The Alliance and Renew Oceans declined to comment on the amount of waste the project collected. Scientists estimate more than half a million tons of plastic debris in the Ganges each year. There is no government data on how much of it is collected.

‘ONE OF THE BEST PROJECTS’

During the launch event for the Alliance in January 2019, live through National Geographic, Dow CEO Jim Fitterling said Renew Oceans is “one of the best projects we have.”

The Alliance and Renew Oceans said they would use the latest technology to collect and recycle plastic waste, including “inverted vending machines” that pick up plastic garbage and issue vouchers for money for taxi rides and groceries, and pyrolysis machines. to turn plastic junk into diesel.

The four people involved in the project deployed prototypes of the devices in Varanasi, but function regularly. The Alliance and Renew Oceans declined to comment on the performance of the technology.

Renew Oceans did not expand the operations beyond the pilot project in Varanasi, the Alliance said in response to Reuters’ questions. Renew Oceans declined to comment.

The Alliance said it had invested $ 5 million in Renew Oceans over a two-year period. It is said that some of it has been returned to the Alliance and that more are expected to be returned once Renew Oceans has ceased operations.

Exxon and Shell addressed Reuters’ questions to the Alliance. Dow and Chevron Phillips did not respond to requests for comment.

The Alliance has set a goal to ‘lead millions of tons of plastic waste in more than 100 dangerous cities around the world’ over five years. So far, the group has announced more than a dozen programs, including Renew Oceans, but that is far from the goal.

In two years, only three small-scale projects funded by the Alliance, including Renew Oceans, have collected any waste, according to information published by the Alliance and its partners. A clean-up operation in Ghana has collected 300 tonnes of plastic waste, the Alliance said. Another Alliance project in the Philippines said on its website that it recycled 21 tons of plastic waste.
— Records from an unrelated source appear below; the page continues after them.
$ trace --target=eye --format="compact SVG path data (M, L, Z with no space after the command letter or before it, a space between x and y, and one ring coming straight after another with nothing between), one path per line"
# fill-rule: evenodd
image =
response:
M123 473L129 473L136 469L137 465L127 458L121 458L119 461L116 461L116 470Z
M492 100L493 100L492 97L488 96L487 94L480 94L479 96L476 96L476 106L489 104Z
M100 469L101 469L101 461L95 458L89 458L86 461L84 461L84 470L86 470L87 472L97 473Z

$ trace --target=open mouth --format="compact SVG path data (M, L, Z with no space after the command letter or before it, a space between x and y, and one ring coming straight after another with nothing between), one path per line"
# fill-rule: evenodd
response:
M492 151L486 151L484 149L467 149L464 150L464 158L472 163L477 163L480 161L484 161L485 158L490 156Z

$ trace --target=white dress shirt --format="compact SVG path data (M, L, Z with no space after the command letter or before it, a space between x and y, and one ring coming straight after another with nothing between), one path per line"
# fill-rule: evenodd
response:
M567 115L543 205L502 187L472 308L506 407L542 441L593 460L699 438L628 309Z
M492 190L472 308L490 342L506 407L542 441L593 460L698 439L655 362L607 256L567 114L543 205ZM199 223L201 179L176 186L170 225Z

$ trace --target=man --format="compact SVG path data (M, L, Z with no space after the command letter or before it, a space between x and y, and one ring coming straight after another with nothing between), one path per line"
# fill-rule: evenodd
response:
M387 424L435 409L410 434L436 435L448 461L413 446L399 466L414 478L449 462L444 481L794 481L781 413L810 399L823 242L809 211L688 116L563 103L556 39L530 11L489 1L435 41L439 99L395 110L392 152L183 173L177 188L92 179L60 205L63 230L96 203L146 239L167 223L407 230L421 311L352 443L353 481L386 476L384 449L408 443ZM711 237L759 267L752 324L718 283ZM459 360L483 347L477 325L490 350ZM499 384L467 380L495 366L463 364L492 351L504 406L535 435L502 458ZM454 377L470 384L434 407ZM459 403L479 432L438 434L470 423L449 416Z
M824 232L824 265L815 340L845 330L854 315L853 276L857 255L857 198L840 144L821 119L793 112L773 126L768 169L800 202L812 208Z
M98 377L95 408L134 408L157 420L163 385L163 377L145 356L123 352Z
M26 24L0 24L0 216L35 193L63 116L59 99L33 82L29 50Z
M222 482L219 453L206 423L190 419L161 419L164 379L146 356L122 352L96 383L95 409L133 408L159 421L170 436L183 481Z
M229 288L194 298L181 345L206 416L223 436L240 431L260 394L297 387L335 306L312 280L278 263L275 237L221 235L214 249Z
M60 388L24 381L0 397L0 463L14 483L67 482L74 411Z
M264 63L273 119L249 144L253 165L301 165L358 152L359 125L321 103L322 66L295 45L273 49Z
There is no central source for data on plastic waste pollution worldwide. But the available data suggest that these projects, even at full scale, will address only a fraction of the problem and that it is still far less than the Alliance’s own targets of keeping millions of tonnes of plastic waste out of the ocean.

Indonesia and India, for example, both produce more than 3 million tonnes of plastic waste per year that are not collected or recycled, according to United Nations and national figures.

“AEPW’s programs are trivial and not repeatable to reduce the enormous amount of global plastic pollution,” said Jan Dell, an independent chemical engineer, abbreviating the Alliance.

The plastics industry has announced its efforts to recycle and manage plastic waste, but spends far more on expanding production than recycling, which has been made uneconomical by distributing cheap new plastics, Reuters reported in October.

Chevron Phillips used footage of Renew Oceans’ workers collecting plastic on the Ganges in a video that promoted its sustainability efforts in July, though the project was halted in March.

“These are some of the richest and most powerful companies on the planet, and what they came up with are some small projects that choose community garbage to provide great photo opportunities,” said John Hocevar, director of Ocean Campaigns, Greenpeace USA, said. “There is no way to reduce plastic waste without reducing plastic production.”

Chevron Phillips did not respond to a request for comment.